As it happens, a short story by Ottessa Moshfegh (a writer who has turned into an unexpected fashion muse) titled “Where Will We Go Next?” was handed out at the show. It was a nice idea, though it also served, unfortunately, to illuminate the fact that the collection didn’t really have an answer.

So What Next?

For that, look to Mike Eckhaus and Zoe Latta, of Eckhaus Latta, celebrating their 10th year in business.

They held their show in the old Essex Market, an indoor warren of old refrigerated shelving and countertops that once served as the heart of the Lower East Side neighborhood and is now scheduled for demolition to make way for a high rise. Inside, ceilings were leaking electric cables and the tile floors were cracked, but the mood was celebratory, permeated with a sense of community past, but also present.

That has always been the through line of their work, from the casting of friends and family in all shapes and sizes to the clothes, which have a singular crafty intelligence that avoids easy categorization: subversive without being aggressive and intensely tactile.

Nude sequins covered sheer skirts and dresses like glimmering fish scales; denim was either shredded into silken fringe or darned with crocheted mohair; and amoeba-shaped chain mail was pieced together into a slip dress. Layers were used to reveal chunks of flesh in unexpected places, like the inner thigh and just below the buttocks. The colors were foil, oxblood, chocolate and toad. It ended with a guy in a little black dress, zipped up the back.

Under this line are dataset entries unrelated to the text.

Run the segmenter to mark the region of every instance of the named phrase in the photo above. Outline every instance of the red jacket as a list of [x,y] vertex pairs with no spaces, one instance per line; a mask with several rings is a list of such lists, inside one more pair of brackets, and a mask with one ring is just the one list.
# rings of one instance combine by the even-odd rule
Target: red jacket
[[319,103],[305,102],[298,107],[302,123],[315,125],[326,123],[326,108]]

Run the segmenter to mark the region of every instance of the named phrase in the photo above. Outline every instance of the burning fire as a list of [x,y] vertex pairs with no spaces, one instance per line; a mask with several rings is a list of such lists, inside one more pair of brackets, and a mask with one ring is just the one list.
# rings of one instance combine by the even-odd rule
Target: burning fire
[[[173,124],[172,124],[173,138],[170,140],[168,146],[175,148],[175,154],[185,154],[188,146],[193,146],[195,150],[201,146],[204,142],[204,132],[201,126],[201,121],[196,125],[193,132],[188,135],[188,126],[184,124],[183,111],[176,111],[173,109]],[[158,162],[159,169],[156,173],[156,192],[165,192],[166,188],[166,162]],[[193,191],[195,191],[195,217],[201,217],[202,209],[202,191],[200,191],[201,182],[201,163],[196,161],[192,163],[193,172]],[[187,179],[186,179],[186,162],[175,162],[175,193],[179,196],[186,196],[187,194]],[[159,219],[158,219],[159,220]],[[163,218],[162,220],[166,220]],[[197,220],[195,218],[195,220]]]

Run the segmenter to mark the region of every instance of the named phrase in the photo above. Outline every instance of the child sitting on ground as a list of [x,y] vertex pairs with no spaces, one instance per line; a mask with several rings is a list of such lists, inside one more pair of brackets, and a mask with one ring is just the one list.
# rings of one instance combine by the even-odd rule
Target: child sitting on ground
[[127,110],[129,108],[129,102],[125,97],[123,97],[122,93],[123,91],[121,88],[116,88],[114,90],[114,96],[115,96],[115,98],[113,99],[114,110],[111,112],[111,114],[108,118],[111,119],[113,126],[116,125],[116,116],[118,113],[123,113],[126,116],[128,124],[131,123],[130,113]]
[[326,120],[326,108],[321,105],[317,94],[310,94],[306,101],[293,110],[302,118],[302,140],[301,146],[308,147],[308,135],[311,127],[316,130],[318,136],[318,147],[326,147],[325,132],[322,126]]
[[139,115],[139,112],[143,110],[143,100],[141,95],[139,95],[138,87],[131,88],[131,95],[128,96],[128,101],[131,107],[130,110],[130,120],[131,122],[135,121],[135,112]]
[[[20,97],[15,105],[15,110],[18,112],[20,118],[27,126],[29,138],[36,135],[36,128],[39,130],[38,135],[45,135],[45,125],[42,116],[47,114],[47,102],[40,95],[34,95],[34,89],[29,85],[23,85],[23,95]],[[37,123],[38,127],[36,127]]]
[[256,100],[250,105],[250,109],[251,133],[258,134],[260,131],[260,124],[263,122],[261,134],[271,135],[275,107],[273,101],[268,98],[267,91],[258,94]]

The effect was of a giant potluck that might turn into a key party. The subject was destruction and resurrection at the same time. A decade ago that made Eckhaus Latta outsiders (where was the pretty?), but now it makes them visionaries.

“The future is people walking down the street laughing,” went the prose poem handed out at the show, along with a magazine filled with Eckhaus Latta memories and associations from people who wear the brand; for whom it is embedded in their lives.

In the moment, it seemed entirely possible they were right.